According to the Tennessee State Government website, the Hatchie is the largest free-flowing tributary in the state to have this designation. Under this label it has more environmental protection than other waterways.
Beginning in north Mississippi and flowing northwest for 200-plus miles to the Mississippi River, the Hatchie passes through Tennessee’s McNairy, Hardeman, Madison, Haywood, Tipton, and Lauderdale counties.
“It’s now not just scenic, it’s also where I feel at home.”
The Class I river meanders, it wanders, it ebbs, it flows—like a winding snake. This natural flow proves to be more environmentally friendly than the channelization of so many other waterways.
According to state publications, the river and surrounding bottomlands provide habitat for more than 100 species of fish, including 11 species of catfish, and that’s likely more than any other river in North America.
“(There are) 50 species of mammals, 35 species of mussels, 250 species of birds including migratory birds, along with reptiles, amphibians and invertebrates,” the state website says. “The river’s historic significance includes national landmarks dating back to the Civil War era.”
There are 10 well-maintained Tennessee Wildlife Resources Agency boat ramps located nearly every state route that crosses the river.
The river borders the 11,556-acre Hatchie National Wildlife Refuge (NWR), near Brownsville, Tennessee; and farther downstream, it runs alongside the 9,451-acre Lower Hatchie NWR near Henning, Tennessee.
Though bordered by massive amounts of private land, the river proper offers year-round public recreation in the forms of hunting, fishing, boating, and wildlife-viewing opportunities.
What’s not to love about this river?
After decades on, in (literally), or around the Hatchie, as well as its surrounding bottomland and oxbows, my perspective of it has grown more personal. It’s now not just scenic, it’s also where I feel at home.
The Hatchie has remained a constant for those whose lives it has flowed through.
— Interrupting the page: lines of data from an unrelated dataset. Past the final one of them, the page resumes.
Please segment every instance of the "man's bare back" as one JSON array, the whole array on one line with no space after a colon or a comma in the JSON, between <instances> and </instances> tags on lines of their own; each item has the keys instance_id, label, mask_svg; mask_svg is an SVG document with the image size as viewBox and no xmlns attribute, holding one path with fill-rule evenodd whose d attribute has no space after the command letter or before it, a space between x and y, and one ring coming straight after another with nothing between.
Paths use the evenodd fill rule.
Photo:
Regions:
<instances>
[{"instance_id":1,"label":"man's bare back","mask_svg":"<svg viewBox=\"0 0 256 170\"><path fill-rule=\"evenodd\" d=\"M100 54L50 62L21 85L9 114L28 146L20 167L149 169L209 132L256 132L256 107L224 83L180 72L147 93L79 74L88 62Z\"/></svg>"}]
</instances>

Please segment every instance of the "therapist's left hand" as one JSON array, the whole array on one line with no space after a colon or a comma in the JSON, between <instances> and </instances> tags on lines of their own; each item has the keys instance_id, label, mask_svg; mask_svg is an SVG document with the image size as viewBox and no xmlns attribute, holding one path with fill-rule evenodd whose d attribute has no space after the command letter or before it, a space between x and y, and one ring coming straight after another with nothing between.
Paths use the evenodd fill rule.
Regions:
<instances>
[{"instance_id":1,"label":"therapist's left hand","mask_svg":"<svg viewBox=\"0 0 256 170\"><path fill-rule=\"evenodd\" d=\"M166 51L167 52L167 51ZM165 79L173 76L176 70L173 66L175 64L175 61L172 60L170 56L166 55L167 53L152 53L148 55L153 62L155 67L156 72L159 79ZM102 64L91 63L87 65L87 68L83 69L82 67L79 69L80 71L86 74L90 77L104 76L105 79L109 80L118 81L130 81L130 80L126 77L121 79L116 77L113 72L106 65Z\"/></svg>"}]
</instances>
Admittedly, there have been slight changes and those mostly for the better. For example, no-till farming practices have made its water clearer than when I was a kid. But that’s not why I have come to love it even more.
My devotion comes from my long-term perspective…over a half century of it. If you want to really understand bodies of water—pond, lake, ocean or one of the Southeast’s only remaining meandering rivers—you must be on them. I never grasped the Mississippi River until I was in the middle of it; the Hatchie is the same way.
To truly feel and understand this river, you must give in to its current.
You’ll discover its water is a part of you, too.